ADRIAN DAVIS, conductor
Adrian Davis was born and educated in Salisbury. He studied organ with the cathedral organist, Dr Christopher Dearnley, before obtaining a scholarship to the Guildhall School of Music where he studied organ with Nicholas Danby and composition with Edmund Rubbra. He gained an organ diploma and won the Augustus Manns prize for organ before graduating.
Adrian held posts as Director of Music in the City of London and in South Devon before going to Berkhamsted School in 1973, a post he held for 24 years. Since 1997 he has been Director of Music at St Peter’s Church, Berkhamsted.
He is harpsichordist with the Cantello Trio, Serenata and Director of the Chiltern Chamber Choir and the Bridgewater Sinfonia. As a harpsichordist and organist, Adrian has given concerts in cathedrals, churches and concert halls in the UK, France, Zimbabwe, Germany, Holland and the Czech Republic.
During the past few years, Adrian has directed many choral concerts abroad and to great acclaim - in Paris, Chartres, Nürenberg, Prague, Svata Hora, Florence, Beaune; in Holland, Berlin, Madrid and Seville.
His work as an examiner for the Associated Board of the Royals Schools of Music also takes Adrian to many parts of the world.
GILES FOWLER, trumpet
Giles’s early musical training came from the junior department of Birmingham Conservatoire before studying at the Royal College of Music. He was Principal Trumpet with the Young Musicians Symphony Orchestra and was also a member of the European Community Youth Orchestra. Whilst at the Royal College, Giles won prizes for brass playing, gave the first performance of Neil Crossland’s Trumpet Concerto, was lead trumpet of the Big Band and participated in Masterclasses with John Wallace.
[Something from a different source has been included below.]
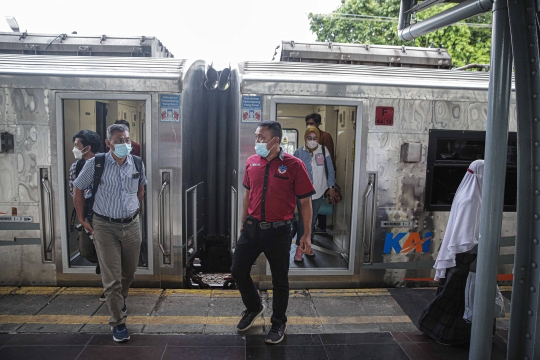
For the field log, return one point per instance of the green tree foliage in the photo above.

Giles is currently Principal Trumpet in the All Souls Orchestra with whom he has appeared as soloist and broadcast on BBC2. Recent engagements have included a live Radio 4 broadcast playing for Her Majesty the Queen, touring with the RPO and recording for BBC TV Songs of Praise with Sir Harry Secombe.
Stuart James, violin
Stuart spent his early career as freelance with the Orchestra of English National Opera, the English Chamber Orchestra, the London Symphony Orchestra, and the London Mozart Players. In 1990 he joined the Philharmonia Orchestra for a period of 17 years. Stuart more recently returned to Berkhamsted and now divides his time between performing - he works with several London orchestras and is leader of the Bridgewater Sinfonia - and teaching at Berkhamsted Collegiate School where he was once a pupil himself.
Philippa Schofield, 'cello
Philippa grew up and went to school in Berkhamted. She studied the 'cello at the Royal Academy of Music after which she was offered a position in the City of Birmingham Symphony Orchestra under the conductorship of Simon Rattle. After four years she returned to London to work as a member of the Orchestra of the Royal Opera House at Covent Garden. She has since remained a freelance player. She is Principal ‘Cello with the Bridgewater Sinfonia.